I've decided to stop being so lazy and actually write some fanfic for one of my favorite shows and characters. So far, the plan is just for some one-shots, but if there is anything any of you want me to expand on once I write some, feel free to let me know. Also, I do think I'm a pretty decent writer, but an awful editor. If you catch a glaring mistake, please let me know.

I couldn't think of a good title, so for the time it will be titled in inspiration by Ana's toast.

I feel deeply connected to Peggy, as I'm sure many of you do. I will hopefully be starting the police academy in July, and I've faced a lot of the same struggles she has. Fortunately, my life has been made significantly easier thanks to real Peggy's who were brave and paved the way for women like me. I'm forever in their debt.

These stories will also be dedicated to my great grandpa, who we lost a few years ago. I was fortunate to know him well (he passed away when I was nearly twenty) and loved when he told me stories about when he was young. He served in World War Two and later as a Sheriff's Deputy, so some of his life will be inspiration for some of my storylines.

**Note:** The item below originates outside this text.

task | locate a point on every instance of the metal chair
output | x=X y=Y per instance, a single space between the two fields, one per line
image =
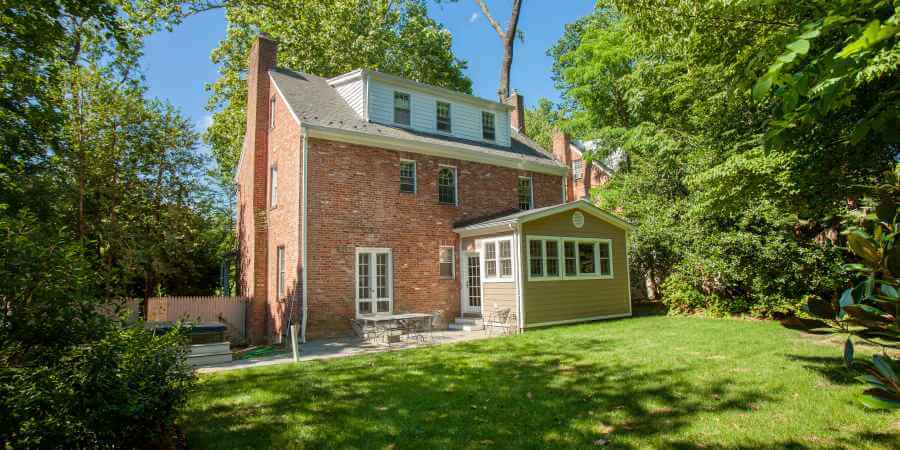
x=497 y=318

This first one is inspired by something someone said at his funeral.

They don't make men like that anymore.

Peggy had heard that phrase often in her life. Out to lunch when she would overhear the chatter of young women lamenting of their romantic prospects, in those horrifly cheesy documentaries on World War Two and the men who fought in it, and in regards to her sweet Daniel at his funeral.

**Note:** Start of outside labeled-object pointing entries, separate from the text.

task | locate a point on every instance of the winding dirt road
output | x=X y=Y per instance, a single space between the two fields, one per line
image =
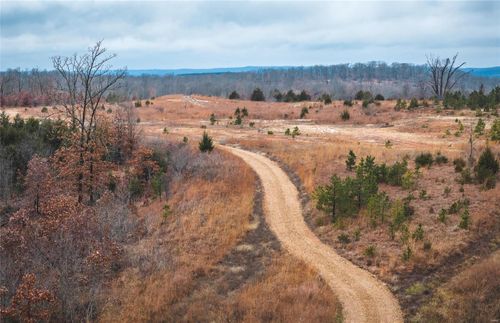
x=363 y=297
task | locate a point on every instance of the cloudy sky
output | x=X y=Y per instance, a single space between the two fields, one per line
x=160 y=34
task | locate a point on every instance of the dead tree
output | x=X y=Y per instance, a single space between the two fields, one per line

They don't make men like that anymore.

She can't help but laugh when she hears the phrase sometimes. Honestly, what men are they talking about when they imagine the sophisticated days of the past? She remembers men she certainly would be glad they never make again. The world could live without those brutes to make her daughters and her granddaughters lives that much harder than it will inevitably be.

They don't make men like that anymore.

But she also can't help but understand what they mean. When she looks through old photograph albums with her grandchildren after the funeral, she smiles at the seemingly glamorous days that have passed them by. Even casual days at the zoo were accompanied with button up shirts for her Daniel. Only rare pictures of summers at the beach show a more casual side to him. Even in his old age, Daniel could never let go of his wardrobe, finding tee shirts unimaginably improper to wear in public. She can understand those young women's lament about their beau's when she gently touches a finger to a picture of Daniel helping her out of a car, his suit and tie fitting him perfectly.

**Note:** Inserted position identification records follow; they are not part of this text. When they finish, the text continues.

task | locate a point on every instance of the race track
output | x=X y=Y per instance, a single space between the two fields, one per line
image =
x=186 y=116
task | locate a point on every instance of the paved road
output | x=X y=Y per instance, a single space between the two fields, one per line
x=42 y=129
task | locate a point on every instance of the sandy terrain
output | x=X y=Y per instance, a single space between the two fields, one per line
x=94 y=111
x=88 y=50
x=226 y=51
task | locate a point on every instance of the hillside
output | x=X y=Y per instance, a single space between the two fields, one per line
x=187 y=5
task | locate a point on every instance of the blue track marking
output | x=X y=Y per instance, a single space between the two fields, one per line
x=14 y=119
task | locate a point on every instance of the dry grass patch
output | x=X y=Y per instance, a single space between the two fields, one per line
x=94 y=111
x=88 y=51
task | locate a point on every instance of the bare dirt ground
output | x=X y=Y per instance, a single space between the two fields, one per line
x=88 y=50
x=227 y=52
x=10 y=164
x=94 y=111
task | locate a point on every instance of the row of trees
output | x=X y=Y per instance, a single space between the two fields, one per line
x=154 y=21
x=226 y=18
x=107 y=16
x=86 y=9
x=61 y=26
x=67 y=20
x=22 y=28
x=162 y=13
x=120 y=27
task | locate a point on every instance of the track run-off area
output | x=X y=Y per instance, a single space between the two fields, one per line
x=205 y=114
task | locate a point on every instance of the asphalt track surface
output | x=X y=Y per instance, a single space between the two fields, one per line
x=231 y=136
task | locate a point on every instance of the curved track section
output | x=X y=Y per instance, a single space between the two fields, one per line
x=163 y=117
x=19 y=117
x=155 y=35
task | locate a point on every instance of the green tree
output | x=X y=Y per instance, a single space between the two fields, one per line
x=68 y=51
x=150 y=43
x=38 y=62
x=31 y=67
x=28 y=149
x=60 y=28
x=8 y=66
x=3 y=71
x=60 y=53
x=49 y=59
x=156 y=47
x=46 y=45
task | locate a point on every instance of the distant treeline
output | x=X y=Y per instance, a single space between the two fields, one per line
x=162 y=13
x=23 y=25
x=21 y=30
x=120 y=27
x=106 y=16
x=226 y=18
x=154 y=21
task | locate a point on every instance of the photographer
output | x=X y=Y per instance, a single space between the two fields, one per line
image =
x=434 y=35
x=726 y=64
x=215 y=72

She suspects it's the clothes that make the men of the past seem so much more refined and mature. It doesn't seem possible to those young women that men dressed as crisply as that would ever stoop to immaturity. Instead, they imagine those men holding doors and taking them to the opera.

They don't make men like that anymore.

Yet when she looks around her home with friends and family milling about, she knows this could not be anymore untrue. She sees her daughter's husband gently stroking her shoulder as she cries into his arms. She smiles at her granddaughter's young boyfriend who brings Peggy a glass of water and asks if she needs anything else. She hears several men comment they'll make sure their sons come by to help Peggy with the yard work that had been Daniel's duty until the end.

They don't make men like that anymore.

No, they certainly do. The world just will never be able to replicate some so sweet, gentle and kind as her Daniel. But that's okay, she reminds herself as she looks at their wedding pictures. Men and women are not put on this earth to be just like someone before them. There will never be another man like Daniel Sousa, but there will be plenty of men who are sweet, gentle and kind in their own right.